7. Conclusion: A Vintage Worth Savoring, But Not Cellared Indefinitely
Hundred Days: Winemaking Simulator is a remarkable, if imperfect, achievement. It is a game born from a specific place, a specific family’s history, and a deep respect for a millennia-old craft. Its card-based management system is an elegant masterstroke, translating complex chemistry and agronomy into an intuitive, puzzle-like loop that is initially captivating. The world of Piedmont is rendered with warmth and authenticity, supported by a UI and soundscape that prioritize a relaxing, almost meditative experience.
However, the game’s greatest strength—its unwavering commitment to simulating the process—becomes its Achilles’ heel. The late-game lack of narrative or systemic variety exposes the repetitive nature of its core mechanics. The pursuit of optimization strips away the early-game magic, leading to the “2042 problem” where players, like their in-game avatars, have mechanized their passion. This isn’t a fatal flaw, but a thematic inevitability that the game itself seems to lament.
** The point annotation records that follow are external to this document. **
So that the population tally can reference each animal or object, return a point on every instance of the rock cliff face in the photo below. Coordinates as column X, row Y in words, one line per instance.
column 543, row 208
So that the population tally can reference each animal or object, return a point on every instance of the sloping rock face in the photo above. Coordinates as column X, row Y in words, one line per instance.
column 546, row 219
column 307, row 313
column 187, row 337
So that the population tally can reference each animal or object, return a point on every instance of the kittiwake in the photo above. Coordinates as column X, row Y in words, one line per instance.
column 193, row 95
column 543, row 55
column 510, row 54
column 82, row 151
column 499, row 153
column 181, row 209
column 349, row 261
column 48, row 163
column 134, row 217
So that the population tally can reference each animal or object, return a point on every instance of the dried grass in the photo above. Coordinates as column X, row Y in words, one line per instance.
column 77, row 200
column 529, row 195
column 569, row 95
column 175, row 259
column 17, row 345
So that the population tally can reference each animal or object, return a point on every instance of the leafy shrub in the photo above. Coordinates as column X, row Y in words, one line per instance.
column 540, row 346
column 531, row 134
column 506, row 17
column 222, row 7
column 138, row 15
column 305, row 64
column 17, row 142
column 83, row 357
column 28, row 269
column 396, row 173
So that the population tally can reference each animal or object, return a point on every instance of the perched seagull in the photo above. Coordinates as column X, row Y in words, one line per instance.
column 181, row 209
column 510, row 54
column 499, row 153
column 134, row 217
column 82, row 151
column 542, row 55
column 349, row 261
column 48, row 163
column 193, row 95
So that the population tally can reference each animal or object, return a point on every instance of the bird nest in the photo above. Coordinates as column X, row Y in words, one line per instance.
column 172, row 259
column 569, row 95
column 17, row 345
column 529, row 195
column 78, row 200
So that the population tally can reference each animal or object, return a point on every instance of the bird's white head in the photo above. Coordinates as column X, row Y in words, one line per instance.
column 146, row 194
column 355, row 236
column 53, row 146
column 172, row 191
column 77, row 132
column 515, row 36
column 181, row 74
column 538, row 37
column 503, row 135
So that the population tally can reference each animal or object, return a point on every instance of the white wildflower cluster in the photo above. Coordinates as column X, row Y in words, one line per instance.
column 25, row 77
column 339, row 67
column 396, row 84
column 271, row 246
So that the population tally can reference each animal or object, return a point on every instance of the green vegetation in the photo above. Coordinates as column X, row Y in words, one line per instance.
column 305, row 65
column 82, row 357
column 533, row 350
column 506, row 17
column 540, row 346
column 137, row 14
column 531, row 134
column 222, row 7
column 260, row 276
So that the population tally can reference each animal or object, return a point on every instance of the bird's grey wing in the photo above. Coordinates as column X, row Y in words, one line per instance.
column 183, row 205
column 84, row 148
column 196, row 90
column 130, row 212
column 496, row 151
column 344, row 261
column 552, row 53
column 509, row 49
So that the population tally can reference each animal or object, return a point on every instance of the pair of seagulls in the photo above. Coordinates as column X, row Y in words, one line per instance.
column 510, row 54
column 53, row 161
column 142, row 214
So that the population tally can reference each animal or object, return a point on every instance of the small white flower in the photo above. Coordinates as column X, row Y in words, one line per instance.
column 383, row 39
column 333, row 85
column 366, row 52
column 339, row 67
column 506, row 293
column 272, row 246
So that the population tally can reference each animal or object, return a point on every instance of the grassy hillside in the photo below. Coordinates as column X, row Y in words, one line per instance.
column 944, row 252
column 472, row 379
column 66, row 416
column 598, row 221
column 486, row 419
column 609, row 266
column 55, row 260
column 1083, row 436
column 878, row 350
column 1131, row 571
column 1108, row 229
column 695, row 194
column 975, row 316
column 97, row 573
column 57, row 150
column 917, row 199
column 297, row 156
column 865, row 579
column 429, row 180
Its place in history is secure. It is the definitive digital artifact for wine-curious gamers, a loving tribute to the “care and craftsmanship” Hohler champions, and a subtle, systemic critique of the corporatization of tradition. It asks players to consider: is your winery a business to be expanded, or a craft to be perfected? For its bold authenticity, its personal heart, and its quietly devastating commentary on growth, Hundred Days is a vintage to be remembered—a game that, like a well-made wine, leaves a lasting, contemplative finish. It may not be a “perfect” game, but it is an undeniably real one.
Final Verdict: 8.5/10 – A singular, heartfelt simulation that educates and entertains in equal measure, though its late-game repetition prevents it from achieving true classic status. A must-play for anyone interested in management sims, wine, or games with a profound sense of place and purpose.